Denny tak pernah menyangka dirinya akan menjadi salah satu korban dari kekejaman aksi terorisme yang telah terjadi di Indonesia sejak 2000.
“Saya tidak mengira. Cuma namanya, di mana pun saya berada harus waspada [sebagai polisi], dan itu betul,” ucapnya.
Kala itu, Denny yang masih berpangkat Iptu, sedang melakukan dinas di Pos Polisi Jalan MH Thamrin. Matanya tertuju ke beberapa buah benda mencurigakan di sudut ruangan pos polisi tersebut. Dan, ada ledakan di kedai kopi seberang pos polisi tersebut. Ketika ia keluar dan hendak melapor lewat radio panggil, bom di pos polisi itu juga meledak.
“Begitu saya masuk Pos Polisi, saya curiga, ada ransel di ujung satu, ada kue pake plastik, (botol air mineral) dua ada telinganya, saya bilang, ini bom. Pas saya periksa, itu Starbucks meledak. Saya di pinggir pos (terus) yang kedua saya bukan kena bom dulu, kesetrum dari mana itu, mungkin dua detik, terus meledak,” ujar Denny.
Seketika, Denny langsung digotong rekan-rekannya ke rumah sakit. Dia pun tak lagi mengetahui rangkaian peristiwa aksi teror selanjutnya yang terjadi di Jalan Thamrin pada hari itu.
Proses pemulihan yang berat pun dilalui Denny sepanjang 2016. Bahkan, ia sampai harus menjalani operasi plastik untuk memulihkan luka-lukanya. Namun, rasa ngilu masih kerap menghampiri karena banyak urat-urat dan sarafnya yang hancur terkena serpihan bom yang berisi paku dan mur.
Hingga saat ini, Denny juga masih harus berkunjung ke rumah sakit untuk menjalani kontrol atas luka-lukanya tersebut. Ia juga harus menjalani terapi berupa pijat urat atau saraf secara rutin per dua minggu hingga sekarang.
Ipda Denny Mahieu, korban teror bom Thamrin2016 , menunjukkan lengannya yang terluka akibat ledakan. (CNN Indonesia/Andry Novelino)
Dari peristiwa yang dialaminya itu, ia kemudian berjuang untuk memaklumi bahwa semua rangkaian tersebut merupakan takdirnya.
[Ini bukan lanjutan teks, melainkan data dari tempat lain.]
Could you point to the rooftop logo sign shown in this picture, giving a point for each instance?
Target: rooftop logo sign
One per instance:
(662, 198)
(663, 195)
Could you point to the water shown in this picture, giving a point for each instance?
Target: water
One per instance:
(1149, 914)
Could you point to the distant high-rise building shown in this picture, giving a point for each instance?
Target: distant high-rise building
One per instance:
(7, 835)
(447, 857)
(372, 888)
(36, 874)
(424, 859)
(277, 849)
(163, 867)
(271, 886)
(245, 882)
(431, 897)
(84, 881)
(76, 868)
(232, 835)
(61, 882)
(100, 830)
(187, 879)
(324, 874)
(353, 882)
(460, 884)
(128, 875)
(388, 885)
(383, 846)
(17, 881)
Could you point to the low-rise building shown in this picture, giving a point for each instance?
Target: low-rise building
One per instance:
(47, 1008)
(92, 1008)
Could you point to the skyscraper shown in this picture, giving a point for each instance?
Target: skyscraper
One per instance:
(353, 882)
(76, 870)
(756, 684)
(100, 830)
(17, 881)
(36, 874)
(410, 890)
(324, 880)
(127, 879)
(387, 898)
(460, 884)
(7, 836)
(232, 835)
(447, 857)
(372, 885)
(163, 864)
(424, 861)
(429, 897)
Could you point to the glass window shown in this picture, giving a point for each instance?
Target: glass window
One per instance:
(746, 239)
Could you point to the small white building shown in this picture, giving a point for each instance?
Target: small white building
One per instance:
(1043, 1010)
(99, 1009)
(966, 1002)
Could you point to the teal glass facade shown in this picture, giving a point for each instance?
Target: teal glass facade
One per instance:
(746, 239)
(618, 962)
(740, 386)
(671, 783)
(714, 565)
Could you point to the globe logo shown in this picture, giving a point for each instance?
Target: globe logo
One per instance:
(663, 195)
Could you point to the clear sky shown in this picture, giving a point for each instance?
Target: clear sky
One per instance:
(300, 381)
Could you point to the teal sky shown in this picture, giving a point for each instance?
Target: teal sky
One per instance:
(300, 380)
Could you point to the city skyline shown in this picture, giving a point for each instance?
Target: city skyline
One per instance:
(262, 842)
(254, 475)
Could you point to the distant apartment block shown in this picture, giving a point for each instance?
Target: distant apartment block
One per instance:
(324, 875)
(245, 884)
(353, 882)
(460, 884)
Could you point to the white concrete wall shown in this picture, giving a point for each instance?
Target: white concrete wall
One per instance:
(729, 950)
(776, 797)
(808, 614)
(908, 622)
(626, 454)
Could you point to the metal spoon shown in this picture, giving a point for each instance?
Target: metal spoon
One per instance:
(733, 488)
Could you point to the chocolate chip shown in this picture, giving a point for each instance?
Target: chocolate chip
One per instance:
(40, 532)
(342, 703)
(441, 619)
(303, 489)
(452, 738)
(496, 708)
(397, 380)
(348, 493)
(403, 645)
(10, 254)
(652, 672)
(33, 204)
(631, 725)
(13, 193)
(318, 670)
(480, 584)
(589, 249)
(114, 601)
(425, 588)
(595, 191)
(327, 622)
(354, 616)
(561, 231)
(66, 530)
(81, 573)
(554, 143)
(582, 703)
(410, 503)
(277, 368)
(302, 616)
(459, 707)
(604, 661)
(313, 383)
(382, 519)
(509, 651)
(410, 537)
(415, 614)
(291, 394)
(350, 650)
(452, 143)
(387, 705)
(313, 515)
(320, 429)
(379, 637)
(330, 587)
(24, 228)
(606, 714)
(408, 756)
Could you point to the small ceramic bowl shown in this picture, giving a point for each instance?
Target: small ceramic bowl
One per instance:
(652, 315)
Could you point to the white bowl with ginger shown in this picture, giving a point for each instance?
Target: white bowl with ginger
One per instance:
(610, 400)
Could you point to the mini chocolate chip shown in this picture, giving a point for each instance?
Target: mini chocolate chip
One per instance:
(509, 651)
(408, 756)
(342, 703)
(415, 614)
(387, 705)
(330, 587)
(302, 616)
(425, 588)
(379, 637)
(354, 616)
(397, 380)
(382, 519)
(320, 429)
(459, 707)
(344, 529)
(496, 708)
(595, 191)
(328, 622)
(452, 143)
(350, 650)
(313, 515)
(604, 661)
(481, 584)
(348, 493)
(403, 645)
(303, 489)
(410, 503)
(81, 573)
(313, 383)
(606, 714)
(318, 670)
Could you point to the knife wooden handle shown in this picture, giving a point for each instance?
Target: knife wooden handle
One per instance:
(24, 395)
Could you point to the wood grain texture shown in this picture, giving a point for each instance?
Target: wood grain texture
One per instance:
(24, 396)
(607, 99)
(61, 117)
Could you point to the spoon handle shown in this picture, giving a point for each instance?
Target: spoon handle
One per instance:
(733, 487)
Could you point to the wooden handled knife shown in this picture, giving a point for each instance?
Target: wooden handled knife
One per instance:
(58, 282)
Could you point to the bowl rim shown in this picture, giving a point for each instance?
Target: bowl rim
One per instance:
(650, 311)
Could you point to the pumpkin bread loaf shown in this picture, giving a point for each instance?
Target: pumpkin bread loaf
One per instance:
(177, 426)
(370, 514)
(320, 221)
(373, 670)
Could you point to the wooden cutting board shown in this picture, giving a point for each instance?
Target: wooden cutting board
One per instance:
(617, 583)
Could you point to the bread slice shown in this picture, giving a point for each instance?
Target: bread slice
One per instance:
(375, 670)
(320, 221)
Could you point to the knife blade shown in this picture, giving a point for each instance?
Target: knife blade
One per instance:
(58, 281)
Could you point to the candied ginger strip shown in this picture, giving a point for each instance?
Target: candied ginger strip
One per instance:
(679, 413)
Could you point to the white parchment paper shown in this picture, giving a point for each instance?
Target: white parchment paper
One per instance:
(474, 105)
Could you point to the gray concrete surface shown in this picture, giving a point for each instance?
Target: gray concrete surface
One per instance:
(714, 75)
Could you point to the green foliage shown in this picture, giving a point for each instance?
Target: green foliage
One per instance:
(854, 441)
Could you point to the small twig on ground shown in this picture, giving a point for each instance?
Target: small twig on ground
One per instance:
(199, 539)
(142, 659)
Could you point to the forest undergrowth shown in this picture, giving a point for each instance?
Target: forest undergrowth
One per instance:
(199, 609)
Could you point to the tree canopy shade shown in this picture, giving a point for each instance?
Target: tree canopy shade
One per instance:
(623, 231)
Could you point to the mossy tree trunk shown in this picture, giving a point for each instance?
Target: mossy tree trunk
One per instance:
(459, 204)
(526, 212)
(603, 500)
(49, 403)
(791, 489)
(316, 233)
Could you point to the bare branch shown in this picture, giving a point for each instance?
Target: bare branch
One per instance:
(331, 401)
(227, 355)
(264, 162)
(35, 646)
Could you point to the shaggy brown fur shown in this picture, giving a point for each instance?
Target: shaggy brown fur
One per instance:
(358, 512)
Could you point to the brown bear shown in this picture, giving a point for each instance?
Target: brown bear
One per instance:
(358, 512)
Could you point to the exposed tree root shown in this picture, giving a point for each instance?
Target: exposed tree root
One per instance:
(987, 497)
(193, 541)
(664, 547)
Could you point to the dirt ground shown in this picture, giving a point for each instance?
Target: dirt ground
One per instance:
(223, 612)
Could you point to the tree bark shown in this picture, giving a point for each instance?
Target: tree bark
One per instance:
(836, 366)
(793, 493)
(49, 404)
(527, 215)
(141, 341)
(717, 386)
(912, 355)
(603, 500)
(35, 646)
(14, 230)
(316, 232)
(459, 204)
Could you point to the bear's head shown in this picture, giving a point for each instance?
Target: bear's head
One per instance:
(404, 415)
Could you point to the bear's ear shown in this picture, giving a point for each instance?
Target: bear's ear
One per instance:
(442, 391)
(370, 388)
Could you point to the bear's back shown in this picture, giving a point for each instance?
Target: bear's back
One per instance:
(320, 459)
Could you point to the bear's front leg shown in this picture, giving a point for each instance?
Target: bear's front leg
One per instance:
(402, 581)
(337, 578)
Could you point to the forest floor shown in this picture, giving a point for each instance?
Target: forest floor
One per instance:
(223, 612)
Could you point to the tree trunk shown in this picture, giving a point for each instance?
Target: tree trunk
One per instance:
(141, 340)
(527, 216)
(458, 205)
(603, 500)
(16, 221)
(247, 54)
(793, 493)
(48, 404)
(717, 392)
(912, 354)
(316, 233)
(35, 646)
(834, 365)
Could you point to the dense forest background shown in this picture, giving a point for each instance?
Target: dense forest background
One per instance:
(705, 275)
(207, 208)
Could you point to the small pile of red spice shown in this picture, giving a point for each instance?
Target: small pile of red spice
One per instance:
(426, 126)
Selain itu, Denny juga belajar untuk memaafkan para pelaku terorisme yang telah membuat dirinya hampir meninggal dunia.
Hal tersebut dibuktikan Denny saat menjadi saksi dalam sidang Aman pada Mei 2018 lalu. Kala itu, Denny memeluk Aman dan mengatakan bahwa dirinya juga seorang manusia serta mempertanyakan kesalahannya sehingga harus diserang dengan bom.
“Saya bilang, pesan batin, bukan kata-kata. Aku ini sama dengan dirimu, salah apa sama kamu, kelompok kamu. Itu pesan batin saya,” tutur Denny.